Format of traineddata files

The traineddata file for each language is an archive file in a Tesseract specific format. It contains several uncompressed component files which are needed by the Tesseract OCR process. The program combine_tessdata is used to create a tessdata file from the component files and can also extract them again like in the following examples:

Pre 4.0.0 format from Nov 2016 (with both LSTM and Legacy models)

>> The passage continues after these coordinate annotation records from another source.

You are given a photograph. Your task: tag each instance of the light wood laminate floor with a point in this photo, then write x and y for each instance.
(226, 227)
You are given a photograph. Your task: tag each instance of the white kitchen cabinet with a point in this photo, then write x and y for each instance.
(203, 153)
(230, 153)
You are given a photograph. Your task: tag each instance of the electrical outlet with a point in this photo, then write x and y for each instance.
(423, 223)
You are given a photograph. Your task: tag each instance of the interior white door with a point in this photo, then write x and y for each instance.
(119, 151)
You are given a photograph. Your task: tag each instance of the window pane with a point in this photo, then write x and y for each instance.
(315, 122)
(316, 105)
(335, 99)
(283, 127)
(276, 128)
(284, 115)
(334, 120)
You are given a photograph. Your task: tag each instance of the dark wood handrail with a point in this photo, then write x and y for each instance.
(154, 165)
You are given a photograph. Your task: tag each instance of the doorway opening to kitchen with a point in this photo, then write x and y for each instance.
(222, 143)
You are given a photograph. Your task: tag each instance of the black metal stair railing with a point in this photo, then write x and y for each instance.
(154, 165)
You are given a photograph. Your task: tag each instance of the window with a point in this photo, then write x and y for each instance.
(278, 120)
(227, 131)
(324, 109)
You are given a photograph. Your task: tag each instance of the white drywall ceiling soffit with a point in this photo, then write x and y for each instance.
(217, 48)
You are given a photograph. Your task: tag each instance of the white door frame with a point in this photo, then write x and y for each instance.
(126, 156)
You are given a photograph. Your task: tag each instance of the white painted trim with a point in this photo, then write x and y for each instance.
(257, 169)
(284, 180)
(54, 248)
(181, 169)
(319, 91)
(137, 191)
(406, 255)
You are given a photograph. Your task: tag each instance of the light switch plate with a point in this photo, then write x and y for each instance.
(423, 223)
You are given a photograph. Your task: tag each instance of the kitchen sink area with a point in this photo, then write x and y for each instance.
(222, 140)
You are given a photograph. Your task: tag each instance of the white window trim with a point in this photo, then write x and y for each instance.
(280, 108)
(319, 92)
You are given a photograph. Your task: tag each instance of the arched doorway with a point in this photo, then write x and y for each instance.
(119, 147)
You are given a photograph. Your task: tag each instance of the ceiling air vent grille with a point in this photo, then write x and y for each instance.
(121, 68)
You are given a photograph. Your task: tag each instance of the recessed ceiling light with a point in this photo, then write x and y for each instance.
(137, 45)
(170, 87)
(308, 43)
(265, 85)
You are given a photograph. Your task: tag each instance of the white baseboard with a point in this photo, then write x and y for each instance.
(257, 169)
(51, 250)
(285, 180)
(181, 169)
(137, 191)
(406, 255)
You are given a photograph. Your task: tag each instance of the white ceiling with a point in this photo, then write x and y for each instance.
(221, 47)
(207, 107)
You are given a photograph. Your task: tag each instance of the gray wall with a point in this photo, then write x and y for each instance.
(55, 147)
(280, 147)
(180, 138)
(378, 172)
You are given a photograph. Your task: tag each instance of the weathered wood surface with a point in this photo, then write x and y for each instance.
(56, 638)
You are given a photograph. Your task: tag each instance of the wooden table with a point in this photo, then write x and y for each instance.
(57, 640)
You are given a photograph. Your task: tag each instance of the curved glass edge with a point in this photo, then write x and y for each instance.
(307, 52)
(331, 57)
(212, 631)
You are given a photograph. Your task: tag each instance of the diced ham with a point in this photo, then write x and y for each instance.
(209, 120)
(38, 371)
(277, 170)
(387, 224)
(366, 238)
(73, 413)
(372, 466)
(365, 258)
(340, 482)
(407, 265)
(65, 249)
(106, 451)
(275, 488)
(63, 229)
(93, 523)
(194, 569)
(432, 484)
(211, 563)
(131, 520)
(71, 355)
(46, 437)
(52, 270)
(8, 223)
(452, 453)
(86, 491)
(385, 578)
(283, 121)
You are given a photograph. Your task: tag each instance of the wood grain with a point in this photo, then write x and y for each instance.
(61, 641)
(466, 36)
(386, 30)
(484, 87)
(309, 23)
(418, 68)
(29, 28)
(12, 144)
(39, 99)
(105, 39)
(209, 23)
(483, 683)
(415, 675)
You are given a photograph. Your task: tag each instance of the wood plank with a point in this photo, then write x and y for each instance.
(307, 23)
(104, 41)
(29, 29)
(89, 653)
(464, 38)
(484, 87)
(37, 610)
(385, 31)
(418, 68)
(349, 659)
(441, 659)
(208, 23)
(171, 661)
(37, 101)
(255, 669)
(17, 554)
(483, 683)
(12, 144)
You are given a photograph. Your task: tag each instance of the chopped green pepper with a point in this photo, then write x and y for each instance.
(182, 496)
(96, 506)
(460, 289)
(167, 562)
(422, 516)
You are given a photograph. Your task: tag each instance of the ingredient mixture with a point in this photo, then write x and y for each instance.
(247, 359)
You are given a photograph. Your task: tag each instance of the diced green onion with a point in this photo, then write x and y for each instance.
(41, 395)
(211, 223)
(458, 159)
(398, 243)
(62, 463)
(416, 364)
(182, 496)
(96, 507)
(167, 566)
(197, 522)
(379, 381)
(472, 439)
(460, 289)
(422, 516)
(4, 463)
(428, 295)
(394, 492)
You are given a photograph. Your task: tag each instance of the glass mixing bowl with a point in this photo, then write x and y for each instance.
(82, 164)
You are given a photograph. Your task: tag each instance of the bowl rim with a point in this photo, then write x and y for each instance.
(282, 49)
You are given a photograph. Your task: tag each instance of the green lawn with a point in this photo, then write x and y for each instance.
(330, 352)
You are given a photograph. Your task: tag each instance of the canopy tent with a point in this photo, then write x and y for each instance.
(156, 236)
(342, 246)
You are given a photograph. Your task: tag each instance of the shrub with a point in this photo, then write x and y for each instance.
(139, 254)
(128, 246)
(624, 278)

combine_tessdata -u eng.traineddata eng.
Extracting tessdata components from eng.traineddata
Wrote eng.unicharset
Wrote eng.unicharambigs
Wrote eng.inttemp
Wrote eng.pffmtable
Wrote eng.normproto
Wrote eng.punc-dawg
Wrote eng.word-dawg
Wrote eng.number-dawg
Wrote eng.freq-dawg
Wrote eng.cube-unicharset
Wrote eng.cube-word-dawg
Wrote eng.shapetable
Wrote eng.bigram-dawg
Wrote eng.lstm
Wrote eng.lstm-punc-dawg
Wrote eng.lstm-word-dawg
Wrote eng.lstm-number-dawg
Wrote eng.version
Version string:Pre-4.0.0
1:unicharset:size=7477, offset=192
2:unicharambigs:size=1047, offset=7669
3:inttemp:size=976552, offset=8716
4:pffmtable:size=844, offset=985268
5:normproto:size=13408, offset=986112
6:punc-dawg:size=4322, offset=999520
7:word-dawg:size=1082890, offset=1003842
8:number-dawg:size=6426, offset=2086732
9:freq-dawg:size=1410, offset=2093158
11:cube-unicharset:size=1511, offset=2094568
12:cube-word-dawg:size=1062106, offset=2096079
13:shapetable:size=63346, offset=3158185
14:bigram-dawg:size=16109842, offset=3221531
17:lstm:size=5390718, offset=19331373
18:lstm-punc-dawg:size=4322, offset=24722091
19:lstm-word-dawg:size=7143578, offset=24726413
20:lstm-number-dawg:size=3530, offset=31869991
23:version:size=9, offset=31873521

4.00.00alpha LSTM only format

combine_tessdata -u eng.traineddata eng.
Extracting tessdata components from eng.traineddata
Wrote eng.lstm
Wrote eng.lstm-punc-dawg
Wrote eng.lstm-word-dawg
Wrote eng.lstm-number-dawg
Wrote eng.lstm-unicharset
Wrote eng.lstm-recoder
Wrote eng.version
Version string:4.00.00alpha:eng:synth20170629:[1,36,0,1Ct3,3,16Mp3,3Lfys64Lfx96Lrx96Lfx512O1c1]
17:lstm:size=11689099, offset=192
18:lstm-punc-dawg:size=4322, offset=11689291
19:lstm-word-dawg:size=3694794, offset=11693613
20:lstm-number-dawg:size=4738, offset=15388407
21:lstm-unicharset:size=6360, offset=15393145
22:lstm-recoder:size=1012, offset=15399505
23:version:size=80, offset=15400517

Proposal for compressed traineddata files

There are some proposals to replace the Tesseract archive format by a standard archive format which could also support compression. A [discussion on the tesseract-dev forum](https://groups.google.com/forum/?hl=en#!searchin/tesseract-dev/zip

sort:date/tesseract-dev/U5HSugUeeeI) proposed the ZIP format already in 2014. In 2017 an experimental implementation was provided as a pull request.